El forense asintió, mientras abría su puerta. Segundos después, tras comprobar que el rubio no reaccionaba desde su estática posición, echó a correr por la calzada, en dirección al lugar indicado por la chica. En efecto, descubrió junto al bordillo de una acera próxima el bulto oscuro de su arma, que recogió sin detenerse para volver en otra rápida carrera hasta el monovolumen.
Marcel ignoraba que acababa de recuperar una pistola manchada también con la sangre de Bernard.
Una vez en el interior del vehículo, el Guardián no tardó en acelerar para alejarse, esta vez sí, de aquel sector de la ciudad.
La silueta oscura del Chrysler se perdió pronto entre las calles, al tiempo que un sonido de sirenas peligrosamente próximo iba llegando hasta la zona.
* * *
—¡Mierda! —Pascal no hacía más que mirar hacia todos los lados, frenéticamente—. ¿Dónde está?
Su anterior gesto de satisfacción al haber logrado abandonar el torrente del tiempo había desaparecido. Serio, incluso había abierto su mochila y rebuscaba en su interior una y otra vez.
Dominique se le acercó.
—¿Qué te ocurre? —preguntó, empezando a preocuparse.
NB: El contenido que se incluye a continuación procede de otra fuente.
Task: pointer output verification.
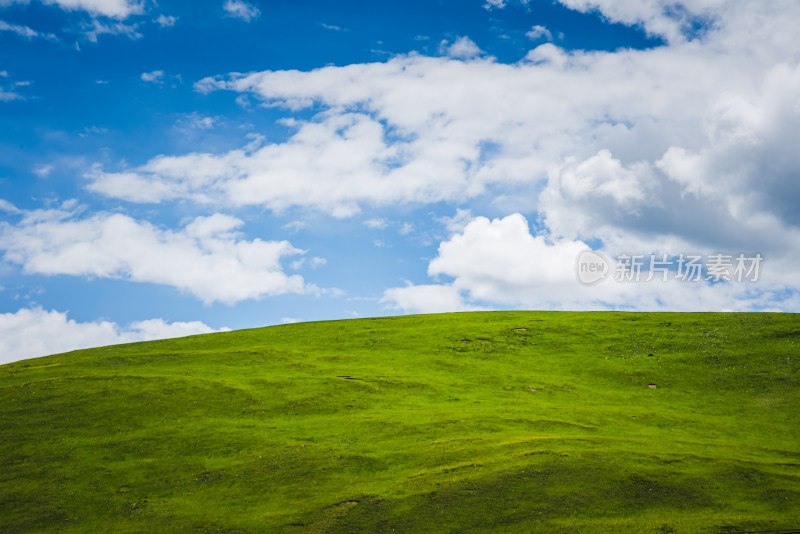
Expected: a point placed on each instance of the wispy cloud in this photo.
(166, 21)
(25, 32)
(94, 28)
(33, 332)
(538, 32)
(206, 258)
(333, 27)
(241, 9)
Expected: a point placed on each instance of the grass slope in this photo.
(502, 422)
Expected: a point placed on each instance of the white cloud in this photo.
(206, 258)
(499, 262)
(690, 144)
(34, 332)
(8, 207)
(406, 228)
(462, 48)
(119, 9)
(333, 27)
(95, 28)
(537, 32)
(241, 9)
(378, 224)
(670, 19)
(110, 8)
(25, 32)
(426, 299)
(156, 76)
(166, 21)
(43, 171)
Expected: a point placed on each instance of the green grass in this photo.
(474, 422)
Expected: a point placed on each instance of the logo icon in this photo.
(591, 267)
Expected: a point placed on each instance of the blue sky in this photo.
(182, 167)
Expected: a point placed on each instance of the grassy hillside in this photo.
(477, 422)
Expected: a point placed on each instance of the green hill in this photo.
(474, 422)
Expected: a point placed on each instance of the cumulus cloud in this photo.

Las novedades no solían constituir buenas noticias. Y aquella no fue una excepción:
—No encuentro la piedra transparente —comunicó el Viajero, perplejo—. No está.
Se miraba las manos vacías, como no dando crédito.
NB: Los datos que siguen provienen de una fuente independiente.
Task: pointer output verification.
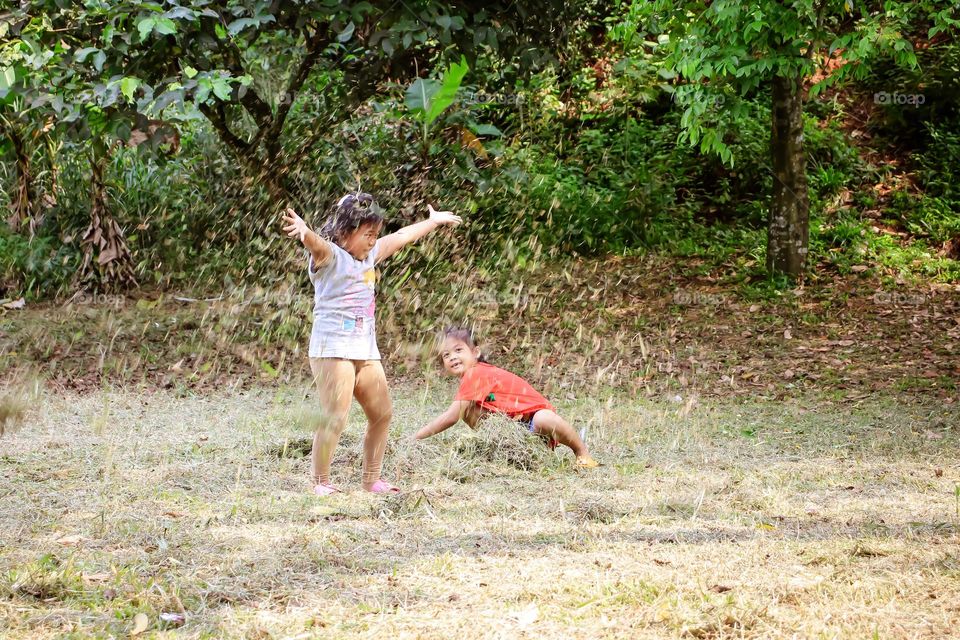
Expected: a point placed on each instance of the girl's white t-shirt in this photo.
(344, 306)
Lena Lambert también se había aproximado. Los tres se pusieron a inspeccionar aquel espacio hexagonal que ahora los cobijaba, por si el aparatoso aterrizaje que acababan de protagonizar había provocado que Pascal perdiera el mineral-brújula al golpear contra el suelo.
—Tal vez haya ido rodando —aventuró Dominique, llegando hasta el inicio del corredor que conducía al comienzo de la Colmena.
Tampoco descubrió nada.
—La otra alternativa… —comenzó Lena— es que se te soltara en el momento en que fuimos absorbidos para aparecer aquí.
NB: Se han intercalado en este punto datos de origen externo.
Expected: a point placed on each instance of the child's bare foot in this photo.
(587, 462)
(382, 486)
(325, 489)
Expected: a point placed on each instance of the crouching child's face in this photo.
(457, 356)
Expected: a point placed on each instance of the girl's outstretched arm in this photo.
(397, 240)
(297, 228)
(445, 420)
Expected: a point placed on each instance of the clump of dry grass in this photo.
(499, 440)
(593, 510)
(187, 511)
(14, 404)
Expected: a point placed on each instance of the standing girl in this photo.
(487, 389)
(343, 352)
No había otra explicación. Dominique estuvo de acuerdo.
—La verdad es que en este último viaje la succión ha sido mucho más fuerte. Ha podido pasar. Estamos pendientes de tantas cosas…
Ambos procuraban quitar importancia a la pérdida —no era cuestión de desanimar al Viajero—, cuando en realidad su extravío constituía un contratiempo muy serio. ¿Serían capaces, sin la piedra transparente, de no perderse en el camino de vuelta hacia la Tierra de la Espera?
Pascal se llevaba las manos a la cabeza. Para él resultaba desolador concebir que, por su culpa, cabía la posibilidad de que el retorno al mundo de los vivos se retrasase o, incluso, se pusiese en peligro.
Dificultar así la ayuda a Jules, postergar el anhelado encuentro con Michelle…
—¡Pero qué estáis diciendo! —se quejó, negándose a aceptarlo—. No me ha podido pasar eso, no puede ser…
Sí era factible, sin embargo, y en su fuero interno tuvo que empezar a asimilarlo al cabo de unos minutos, cuando ya quedó claro que la piedra no había alcanzado aquel nivel de la Colmena de Kronos.